Reuss has living in Saranac Lake for around 14 years now. She said everyone is so friendly and helpful, she wanted to give back.
Art is an outlet, she said.
“It’s a good thing to do no matter what you’re feeling,” Reuss said. “If you’re happy. If you’re sad. If you don’t have any energy and you need something to get you going. Or if you have too much energy and you need to get it out.”
She’s a self-described “hermity” person, and said art has been a great way for her to meet people and open up conversation with strangers.
Reuss also said kids need art in their lives, especially with how screen-focused the world is now.
When she was bored as a child, she remembers picking up paint or clay. Now it’s so easy to pick up a phone when boredom sets in. She does it — replies to a message, starts “doom scrolling” and, boom, 30 minutes have gone by.
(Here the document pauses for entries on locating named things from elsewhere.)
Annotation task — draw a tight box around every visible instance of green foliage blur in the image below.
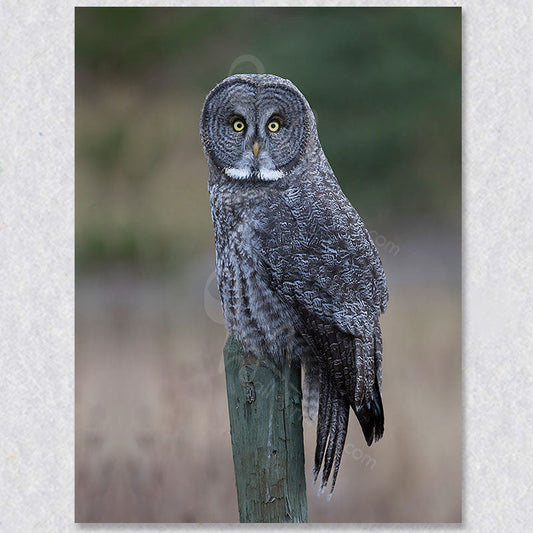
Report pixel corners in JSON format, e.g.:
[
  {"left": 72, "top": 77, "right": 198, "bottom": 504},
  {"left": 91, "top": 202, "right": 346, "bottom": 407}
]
[{"left": 75, "top": 8, "right": 461, "bottom": 267}]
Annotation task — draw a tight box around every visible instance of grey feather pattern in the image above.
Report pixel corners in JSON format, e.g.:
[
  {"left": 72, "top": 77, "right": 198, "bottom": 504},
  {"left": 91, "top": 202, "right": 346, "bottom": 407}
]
[{"left": 201, "top": 75, "right": 388, "bottom": 491}]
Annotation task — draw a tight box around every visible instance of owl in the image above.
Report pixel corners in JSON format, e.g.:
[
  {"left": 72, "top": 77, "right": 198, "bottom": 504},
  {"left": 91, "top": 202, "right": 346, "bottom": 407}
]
[{"left": 200, "top": 74, "right": 388, "bottom": 491}]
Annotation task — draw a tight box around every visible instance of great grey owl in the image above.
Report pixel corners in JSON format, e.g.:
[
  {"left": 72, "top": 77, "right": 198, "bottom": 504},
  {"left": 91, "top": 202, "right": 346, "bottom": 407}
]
[{"left": 200, "top": 74, "right": 388, "bottom": 490}]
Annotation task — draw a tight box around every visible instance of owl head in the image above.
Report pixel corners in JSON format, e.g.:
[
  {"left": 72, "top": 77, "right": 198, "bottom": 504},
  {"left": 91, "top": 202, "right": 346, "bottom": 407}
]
[{"left": 200, "top": 74, "right": 316, "bottom": 181}]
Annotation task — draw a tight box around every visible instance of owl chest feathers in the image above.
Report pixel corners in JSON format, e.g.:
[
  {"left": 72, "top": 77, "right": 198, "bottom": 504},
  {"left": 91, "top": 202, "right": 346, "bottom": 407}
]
[{"left": 210, "top": 179, "right": 298, "bottom": 356}]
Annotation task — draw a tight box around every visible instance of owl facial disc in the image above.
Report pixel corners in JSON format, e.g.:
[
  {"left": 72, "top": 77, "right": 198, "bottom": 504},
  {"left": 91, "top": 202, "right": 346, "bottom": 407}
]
[{"left": 222, "top": 140, "right": 285, "bottom": 181}]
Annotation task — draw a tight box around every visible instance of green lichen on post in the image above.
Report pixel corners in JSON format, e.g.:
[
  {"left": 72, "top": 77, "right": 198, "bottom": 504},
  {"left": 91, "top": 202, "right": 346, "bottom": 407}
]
[{"left": 224, "top": 337, "right": 307, "bottom": 523}]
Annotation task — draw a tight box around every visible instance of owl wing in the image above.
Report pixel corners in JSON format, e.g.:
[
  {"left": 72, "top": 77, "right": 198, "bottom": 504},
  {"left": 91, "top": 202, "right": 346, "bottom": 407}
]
[{"left": 252, "top": 182, "right": 388, "bottom": 490}]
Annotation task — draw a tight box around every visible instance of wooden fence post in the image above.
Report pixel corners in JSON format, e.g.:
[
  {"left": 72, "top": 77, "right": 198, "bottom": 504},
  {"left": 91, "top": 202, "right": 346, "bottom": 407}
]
[{"left": 224, "top": 337, "right": 307, "bottom": 522}]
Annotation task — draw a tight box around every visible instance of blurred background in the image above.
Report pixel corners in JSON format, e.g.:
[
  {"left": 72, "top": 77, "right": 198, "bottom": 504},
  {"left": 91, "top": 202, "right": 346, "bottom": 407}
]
[{"left": 75, "top": 8, "right": 462, "bottom": 522}]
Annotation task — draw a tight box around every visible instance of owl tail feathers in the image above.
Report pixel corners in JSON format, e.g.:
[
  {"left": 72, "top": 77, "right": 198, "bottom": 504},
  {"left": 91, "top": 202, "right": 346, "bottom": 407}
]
[
  {"left": 313, "top": 379, "right": 350, "bottom": 496},
  {"left": 354, "top": 385, "right": 385, "bottom": 446}
]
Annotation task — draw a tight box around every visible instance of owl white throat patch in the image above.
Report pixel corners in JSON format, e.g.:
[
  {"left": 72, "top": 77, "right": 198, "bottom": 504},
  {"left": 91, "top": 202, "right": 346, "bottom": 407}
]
[{"left": 224, "top": 167, "right": 285, "bottom": 181}]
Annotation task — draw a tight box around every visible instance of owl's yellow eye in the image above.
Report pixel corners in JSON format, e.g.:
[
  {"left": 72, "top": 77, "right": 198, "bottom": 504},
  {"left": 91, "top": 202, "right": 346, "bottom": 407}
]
[
  {"left": 267, "top": 120, "right": 279, "bottom": 133},
  {"left": 233, "top": 120, "right": 244, "bottom": 131}
]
She’s hoping the studio can be a place where kids take classes and learn skills, friends get together and appreciate art, and visitors stop in and buy works for their homes or cabins.
She’ll be expanding the ceramics space — splitting it into a studio and a classes space. The studio is open 24/7 to artists who rent it, but she said it has often clashed with classes.
With two studios, classes can happen whenever and artists won’t have to schedule around class times.
The printmaking studio will be split into a new classroom space and a glaze-making space. The glaze room will be ventilated. Reuss said glazes are made with silica, which is terrible for lungs.
Reuss said there are several artists interested in instructing classes.
To keep the cost of classes down, she said the studio will be donating clay in the first year.
The Paul Smith’s College pottery club works there and Reuss is talking with them about building a wood-fired kiln on campus.
There’s an apartment in the upstairs area she wants to use for an artist residence program, bringing people from all over to Saranac Lake to create art.
Reuss was worried about what would happen to the building when BluSeed dissolved. There was a potential it could just go back to being a warehouse, she said.
“I really like it here,” Reuss said, gesturing around the building, where murals still adorn the walls and the air still smells like paint and ink.